After the contract was awarded, Whitefish sent 300 workers—mostly subcontractors—to Puerto Rico to rebuild 100 miles of transmission lines. Among those subcontracted were the Jacksonville Electric Authority, the Kissimmee Utility Authority, and Lakeland Electric, three public utility companies. The subcontracting of public utility companies raised further questions as such hiring is unusual, since such resources could have been hired under the aforementioned mutual aid agreements, possibly at a lower cost; El Nuevo Dia reports that extra workers hired by Whitefish were 10 times more expensive than PREPA's own workers. A few days after beginning work on the island, Whitefish said that it expected to have over 1,000 workers involved with the contract. According to a November 12, 2017, New York Times article, Whitefish Energy had hired contract workers, electricians from Florida, to do the work. The Times reported that in their contract Whitefish Energy Holdings was allowed to charge PREPA "$319 an hour for linemen, a rate that industry experts said was far above the norm even for emergency work — and almost 17 times the average salary of their counterparts in Puerto Rico." Whitefish had in turn paid the Florida linesman wages ranging to $42 per hour plus overtime, to $100 per hour. A Whitefish spokesman said that the higher contract prices were due to overhead costs, adding that the company had to pay a premium to entice workers to come to Puerto Rico, and that many workers received overtime pay for every hour worked, with overtime rates influenced by many factors.

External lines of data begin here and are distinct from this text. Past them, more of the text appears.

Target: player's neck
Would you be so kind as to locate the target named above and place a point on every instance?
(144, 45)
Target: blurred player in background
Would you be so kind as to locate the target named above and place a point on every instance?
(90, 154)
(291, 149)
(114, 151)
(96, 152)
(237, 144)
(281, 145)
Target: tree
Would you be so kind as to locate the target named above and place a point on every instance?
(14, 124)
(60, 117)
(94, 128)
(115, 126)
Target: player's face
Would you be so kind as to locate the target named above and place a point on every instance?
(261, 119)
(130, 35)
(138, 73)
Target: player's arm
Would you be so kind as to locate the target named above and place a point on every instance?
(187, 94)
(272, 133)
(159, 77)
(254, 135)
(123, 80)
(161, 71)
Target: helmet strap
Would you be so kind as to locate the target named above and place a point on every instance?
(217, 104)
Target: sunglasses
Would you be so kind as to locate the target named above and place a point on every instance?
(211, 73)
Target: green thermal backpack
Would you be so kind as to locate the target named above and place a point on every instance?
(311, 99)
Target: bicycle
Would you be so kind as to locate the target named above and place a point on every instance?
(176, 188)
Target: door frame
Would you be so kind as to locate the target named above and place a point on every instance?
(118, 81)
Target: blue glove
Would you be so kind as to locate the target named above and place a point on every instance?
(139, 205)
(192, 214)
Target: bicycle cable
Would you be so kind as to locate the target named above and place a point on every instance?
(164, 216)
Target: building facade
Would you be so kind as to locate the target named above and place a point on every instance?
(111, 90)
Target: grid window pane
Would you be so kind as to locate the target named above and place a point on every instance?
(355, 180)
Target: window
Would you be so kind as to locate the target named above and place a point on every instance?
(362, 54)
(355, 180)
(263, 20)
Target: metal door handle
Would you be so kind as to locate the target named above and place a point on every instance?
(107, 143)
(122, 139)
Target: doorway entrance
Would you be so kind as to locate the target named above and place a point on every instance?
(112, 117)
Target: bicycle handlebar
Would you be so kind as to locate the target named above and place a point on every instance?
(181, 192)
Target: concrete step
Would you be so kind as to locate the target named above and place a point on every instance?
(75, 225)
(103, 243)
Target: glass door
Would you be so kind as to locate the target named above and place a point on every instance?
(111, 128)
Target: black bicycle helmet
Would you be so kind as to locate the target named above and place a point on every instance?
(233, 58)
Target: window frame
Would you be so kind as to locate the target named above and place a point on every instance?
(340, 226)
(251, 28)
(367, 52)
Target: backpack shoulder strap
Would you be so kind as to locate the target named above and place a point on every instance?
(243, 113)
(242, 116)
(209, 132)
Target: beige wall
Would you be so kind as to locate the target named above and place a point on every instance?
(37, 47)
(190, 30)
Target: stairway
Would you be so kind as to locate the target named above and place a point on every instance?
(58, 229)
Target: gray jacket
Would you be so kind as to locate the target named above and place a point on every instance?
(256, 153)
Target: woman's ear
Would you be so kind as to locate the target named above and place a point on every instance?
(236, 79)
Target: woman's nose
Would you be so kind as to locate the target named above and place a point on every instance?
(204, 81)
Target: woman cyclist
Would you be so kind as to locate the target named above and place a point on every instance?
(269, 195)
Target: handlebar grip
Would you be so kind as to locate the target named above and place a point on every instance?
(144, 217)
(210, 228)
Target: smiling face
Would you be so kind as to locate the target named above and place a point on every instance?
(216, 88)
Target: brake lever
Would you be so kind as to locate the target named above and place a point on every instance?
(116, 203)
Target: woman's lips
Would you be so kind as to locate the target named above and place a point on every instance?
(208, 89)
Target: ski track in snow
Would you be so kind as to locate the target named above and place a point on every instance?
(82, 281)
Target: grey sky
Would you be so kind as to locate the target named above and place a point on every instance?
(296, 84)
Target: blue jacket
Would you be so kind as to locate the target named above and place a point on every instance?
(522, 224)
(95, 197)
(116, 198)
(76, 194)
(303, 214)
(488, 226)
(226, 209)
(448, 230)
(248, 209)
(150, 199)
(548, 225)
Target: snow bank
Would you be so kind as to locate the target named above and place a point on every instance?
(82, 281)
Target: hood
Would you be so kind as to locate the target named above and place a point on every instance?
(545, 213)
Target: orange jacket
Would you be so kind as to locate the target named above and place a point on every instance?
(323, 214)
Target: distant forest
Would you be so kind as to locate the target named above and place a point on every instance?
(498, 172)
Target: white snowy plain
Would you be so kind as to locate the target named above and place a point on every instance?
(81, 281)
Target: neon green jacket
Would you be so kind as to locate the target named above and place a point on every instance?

On October 29, 2017, a few weeks after the award, Rossello requested to the PREPA board of directors to cancel the contract with Whitefish. Within a few hours, the board satisfied the request. In response, Ramos said that the cancellation amounted to a delay of ten to twelve weeks in the restoration work, "if nothing done." A day later, The Wall Street Journal reported that the Federal Bureau of Investigation was investigating the awarded contract.
Cruiseline French America Line claimed to be working with Whitefish Energy, and that their boat the Louisiane would serve as "headquarters for relief services" after Hurricane Maria. Further investigation revealed that the boat had been docked in New Orleans since 2016. French America Line has been accused of scamming customers without delivering on services, and some have alleged the company used proposed "hurricane relief services" as a coverup.